Sodium-Potassium Pump#
Note
The pump helps maintain the electrochemical gradient essential for the resting potential, typically around -70 mV in neurons. This gradient is crucial for the generation of action potentials. [7]
The action potential is a rapid, transient change in the electrical potential across a neuron’s membrane that allows it to transmit signals along its axon. It is the fundamental mechanism by which neurons communicate with one another and other cells.
Fun Fact
The sodium-potassium pump consumes approximately 70% (2/3rd) energy of the nerve cell. [8]
2.6.2 Gibbs-Donnan Effect#
The Gibbs-Donnan effect describes how ions distribute themselves across a semipermeable membrane when some charged particles cannot cross the membrane. It explains why cells develop small electrical differences and osmotic pressure changes.
1. Charge Difference: The cytoplasm contains large negatively charged proteins and phosphates that cannot diffuse out of the cell. Because of these trapped negative ions:
Positively charged ions (like K⁺) are drawn into the cell to balance the negative charge.
Negatively charged ions (like Cl⁻) are repelled from the cell,
This creates a charge difference across the membrane, contributing to the small negative resting potential.
Osmotic Pressure:
The intracellular concentration of ions is higher than the extracellular concentration due to the trapped negative ions and the influx of K⁺.
This creates an osmotic gradient that causes water to move into the cell, increasing the cell’s volume.
This would normally cause the cell to swell and potentially burst.
Role of sodium-potassium pump#
The sodium-potassium pump helps counteract the Gibbs-Donnan effect by actively transporting Na⁺ out of the cell and K⁺ into the cell. This helps maintain the ionic balance and prevents excessive swelling of the cell due to osmotic pressure. By maintaining the proper ion gradients, the pump ensures that the cell remains stable and functional despite the presence of impermeable charged particles.

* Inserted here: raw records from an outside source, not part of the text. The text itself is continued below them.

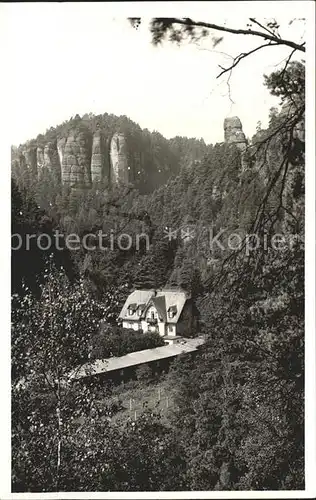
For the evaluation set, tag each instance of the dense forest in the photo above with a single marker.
(241, 426)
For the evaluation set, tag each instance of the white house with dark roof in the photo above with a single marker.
(169, 312)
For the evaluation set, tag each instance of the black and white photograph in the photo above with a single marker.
(160, 179)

Prevent excessive swelling
Maintain ionic balance
Ensure cell stability and function
2.7 Summary#
This module explains the resting membrane potential (RMP), the stable electrical voltage across a neuron’s membrane when the cell is not actively transmitting signals. The resting potential arises from the unequal distribution of ions across the membrane and the selective permeability of ion channels, particularly the higher permeability of potassium (K⁺) compared to sodium (Na⁺). Fundamental electrical concepts such as current, voltage, electrostatic forces, and Coulomb’s law were reviewed in this module to understand how ions move and generate membrane voltage. This module also introduced the Nernst equation for calculating the equilibrium potential of individual ions and the Goldman-Hodgkin-Katz (GHK) equation, which explains how multiple ions contribute to the overall membrane potential. Additionally, we examined the roles of ion channels and the sodium-potassium pump, which maintains ionic gradients essential for neuronal electrical stability.
Building on this foundation, Module 3 will explore passive membrane properties, such as resistance, capacitance, and time constants, which determine how electrical signals spread within neurons. After understanding how signals propagate locally, Module 4 will introduce the action potential, the rapid electrical signal that allows neurons to communicate over long distances.